Where Does Change Actually Happen in CBT?

Sophie Freeman

Science writer

Published

02 Jun 2026

Cognitive behavioral therapy (CBT) is regarded as the gold standard psychological treatment for many mental health conditions, and it consists of both in-session and between-session therapeutic tasks, called ‘homework’. But how important is homework in achieving good clinical outcomes?

“It’s fundamental,” says Keith Dobson, Professor Emeritus of clinical psychology at the University of Calgary, Canada, and former president of the World Confederation of CBT. “One of the things I’ve always said in training is that what happens in the therapy session is important, but what happens between therapy sessions is more important.” Professor Nikolaos Kazantzis, director of the Cognitive Behavior Therapy Research Unit (CBTRU) in Melbourne and faculty member at the Beck Institute for Cognitive Behavior Therapy in Philadelphia, is unequivocal too: “Homework is not an add-on to therapy. It is the bridge from insight to change – where therapy moves out of the room and into daily life.”

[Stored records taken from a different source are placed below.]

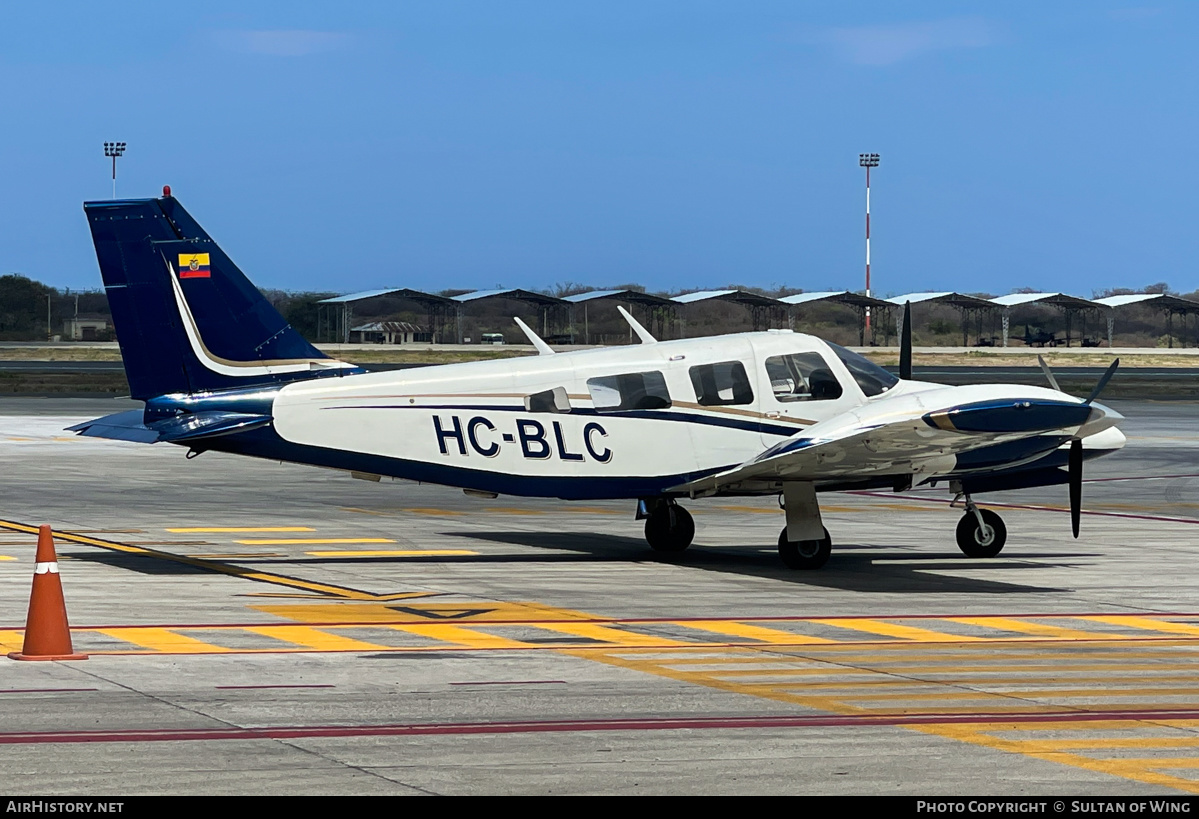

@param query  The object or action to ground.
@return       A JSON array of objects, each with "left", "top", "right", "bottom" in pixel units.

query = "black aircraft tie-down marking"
[{"left": 387, "top": 606, "right": 495, "bottom": 620}]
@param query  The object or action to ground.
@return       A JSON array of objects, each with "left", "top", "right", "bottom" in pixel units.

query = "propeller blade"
[
  {"left": 1083, "top": 359, "right": 1120, "bottom": 404},
  {"left": 1070, "top": 439, "right": 1083, "bottom": 538},
  {"left": 1037, "top": 355, "right": 1061, "bottom": 392},
  {"left": 899, "top": 301, "right": 911, "bottom": 381}
]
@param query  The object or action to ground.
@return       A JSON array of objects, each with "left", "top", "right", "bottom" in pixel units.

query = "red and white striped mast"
[{"left": 857, "top": 153, "right": 879, "bottom": 333}]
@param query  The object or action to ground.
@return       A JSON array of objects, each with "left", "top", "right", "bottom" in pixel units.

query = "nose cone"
[
  {"left": 1078, "top": 404, "right": 1123, "bottom": 438},
  {"left": 1083, "top": 427, "right": 1128, "bottom": 454}
]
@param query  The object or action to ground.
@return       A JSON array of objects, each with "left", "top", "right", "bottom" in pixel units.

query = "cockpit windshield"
[{"left": 829, "top": 342, "right": 899, "bottom": 396}]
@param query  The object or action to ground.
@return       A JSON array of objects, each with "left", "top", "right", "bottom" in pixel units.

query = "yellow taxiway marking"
[
  {"left": 236, "top": 537, "right": 396, "bottom": 546},
  {"left": 305, "top": 549, "right": 478, "bottom": 558},
  {"left": 946, "top": 618, "right": 1112, "bottom": 640},
  {"left": 535, "top": 622, "right": 693, "bottom": 646},
  {"left": 246, "top": 626, "right": 390, "bottom": 651},
  {"left": 192, "top": 552, "right": 290, "bottom": 560},
  {"left": 809, "top": 618, "right": 986, "bottom": 643},
  {"left": 0, "top": 520, "right": 434, "bottom": 601},
  {"left": 96, "top": 628, "right": 229, "bottom": 654},
  {"left": 910, "top": 719, "right": 1199, "bottom": 794},
  {"left": 167, "top": 526, "right": 317, "bottom": 534},
  {"left": 1080, "top": 614, "right": 1199, "bottom": 637},
  {"left": 387, "top": 624, "right": 529, "bottom": 649},
  {"left": 679, "top": 620, "right": 836, "bottom": 645}
]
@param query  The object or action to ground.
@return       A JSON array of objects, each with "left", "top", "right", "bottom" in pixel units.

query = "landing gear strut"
[
  {"left": 778, "top": 526, "right": 832, "bottom": 568},
  {"left": 957, "top": 493, "right": 1007, "bottom": 558},
  {"left": 645, "top": 499, "right": 695, "bottom": 552}
]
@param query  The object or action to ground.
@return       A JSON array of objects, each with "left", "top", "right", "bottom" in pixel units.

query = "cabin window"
[
  {"left": 829, "top": 342, "right": 899, "bottom": 396},
  {"left": 766, "top": 353, "right": 840, "bottom": 401},
  {"left": 691, "top": 361, "right": 753, "bottom": 407},
  {"left": 588, "top": 372, "right": 670, "bottom": 412},
  {"left": 525, "top": 387, "right": 571, "bottom": 412}
]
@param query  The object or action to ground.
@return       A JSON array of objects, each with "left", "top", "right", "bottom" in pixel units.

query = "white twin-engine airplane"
[{"left": 72, "top": 189, "right": 1125, "bottom": 568}]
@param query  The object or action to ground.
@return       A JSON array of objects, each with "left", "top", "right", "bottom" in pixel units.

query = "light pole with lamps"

How much does homework help?

Across three meta-analytic reviews, Professor Nikolaos Kazantzis and colleagues have shown a consistent pattern: homework is not a peripheral extra, but a measurable contributor to change.

The team’s first meta-analysis, published in 2000 in Clinical Psychology: Science and Practice (CPSP), found both a positive causal effect for adding homework to therapy and a positive relationship between homework completion and outcome. Their 2010 replication and extension published in CPSP strengthened that conclusion: therapy conditions with homework produced larger pre–post gains than conditions without homework. In the most conservative comparison, for studies holding the therapy constant and varying only the homework, the advantage translated to roughly 62% of patients improving with homework compared to 38% without it. The team’s 2016 meta-analysis published in Behavior Therapy moved the question on from whether homework matters to how it matters, showing that both the amount completed and the quality of the client’s engagement were associated with outcomes at post-treatment and follow-up, with engagement quality appearing particularly relevant to sustained gains.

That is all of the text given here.